以下是仅使用基础知识的替代方案,不包括MonadsFunctorsApplicative运算符。

main :: IO()
main = do
  input <- getLine
  let output = parse input
  print output

parse :: String -> [String]
parse = map stripQuotes . parse' . tokenize []
  where
    parse' :: [String] -> [String]
    -- If the input matches the pattern, call parseList on the inner tokens.
    -- Does not nest brackets!  This is a simple regex match.
    parse' ("Plaster":"[":tokens) | last tokens == "]" =
      parseList [] (removeLast tokens)
    parse' _ = error "The input does not have the form \"Plaster [...]\"."

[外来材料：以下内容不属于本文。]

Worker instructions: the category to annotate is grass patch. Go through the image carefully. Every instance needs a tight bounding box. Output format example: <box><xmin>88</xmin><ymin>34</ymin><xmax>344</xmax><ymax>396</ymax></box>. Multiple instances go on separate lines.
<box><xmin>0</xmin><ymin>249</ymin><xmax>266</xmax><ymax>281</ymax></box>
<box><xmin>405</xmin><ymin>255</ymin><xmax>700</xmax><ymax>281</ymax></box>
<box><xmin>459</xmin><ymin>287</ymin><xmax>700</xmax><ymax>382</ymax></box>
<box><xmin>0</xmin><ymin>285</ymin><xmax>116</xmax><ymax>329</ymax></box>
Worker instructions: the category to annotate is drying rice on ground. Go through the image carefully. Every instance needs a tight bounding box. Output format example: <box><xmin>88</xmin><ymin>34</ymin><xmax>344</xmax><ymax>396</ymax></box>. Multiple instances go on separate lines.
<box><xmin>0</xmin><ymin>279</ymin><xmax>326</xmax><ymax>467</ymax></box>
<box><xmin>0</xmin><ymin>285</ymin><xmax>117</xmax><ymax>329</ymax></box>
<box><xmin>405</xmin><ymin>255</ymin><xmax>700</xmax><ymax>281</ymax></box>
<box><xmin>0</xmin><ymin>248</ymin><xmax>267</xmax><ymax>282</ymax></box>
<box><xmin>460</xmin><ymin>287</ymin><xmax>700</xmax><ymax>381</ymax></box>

parseList :: [String] -> [String] -> [String]
-- Empty list.
parseList tokens [] = tokens
-- Unexpected tokens.
parseList _ (",":_) = error "Unexpected comma."
parseList _ ("[":_) = error "No support for nested brackets."
parseList _ ("]":_) = error "Unexpected input after \"]\"."
-- One-element list.
parseList tokens [x] = tokens ++ [x]
-- Comma-separated list with at least two elements.
parseList tokens (x:",":y:ys) = parseList (tokens ++ [x]) (y:ys)
-- Comma at end of list, so we don’t want to give the "expected comma" error!
parseList _ [_,","] = error "Extra comma at end of list."
-- More than one element not separated by commas.
parseList _ (x:_) = error $ "Expected comma after \"" ++ x ++ "\"."

stripQuotes :: String -> String
stripQuotes ('"':xs) | last xs == '"' = removeLast xs
stripQuotes xs = error $ "Expected string literal instead of " ++ xs ++ "."

removeLast :: [a] -> [a]
removeLast xs = take ((length xs) - 1) xs

whitespace :: [Char]
whitespace = [' ', '\n', '\t'] -- Incomplete, but sufficient.

isWhitespace :: Char -> Bool
isWhitespace c = elem c whitespace

tokenize :: [String] -> String -> [String]
-- If we’ve consumed all the input, we’re done.
tokenize tokens [] = tokens
-- We’d need something a little more complicated for longer operators:
tokenize tokens ('[':xs) = tokenize (tokens ++ ["["]) xs
tokenize tokens (']':xs) = tokenize (tokens ++ ["]"]) xs
tokenize tokens (',':xs) = tokenize (tokens ++ [","]) xs
-- Not currently processing a token, so skip whitespace.
-- Otherwise, start a new token.
tokenize tokens (x:xs) | isWhitespace x = tokenize tokens xs
                       | otherwise      = tokenize' tokens [x] xs
  where
    tokenize' :: [String] -> String -> String -> [String]
-- If we’ve consumed all the input, the current token is the last.
    tokenize' ts t [] = ts ++ [t]
-- If we encounter an operator, it is the token after the current one.
    tokenize' ts t ('[':ys) = tokenize (ts ++ [t] ++ ["["]) ys
    tokenize' ts t (']':ys) = tokenize (ts ++ [t] ++ ["]"]) ys
    tokenize' ts t (',':ys) = tokenize (ts ++ [t] ++ [","]) ys
-- Whitespace means the current token is complete.
-- Otherwise, append y to the current token and continue.
    tokenize' ts t (y:ys) | isWhitespace y = tokenize (ts ++ [t]) ys
                          | otherwise      = tokenize' ts (t ++ [y]) ys

你不会在生产代码中这样做;这对于正则表达式来说很简单,并且解析(或多或少)是一个已解决的问题。 Parser组合器是时尚的方式。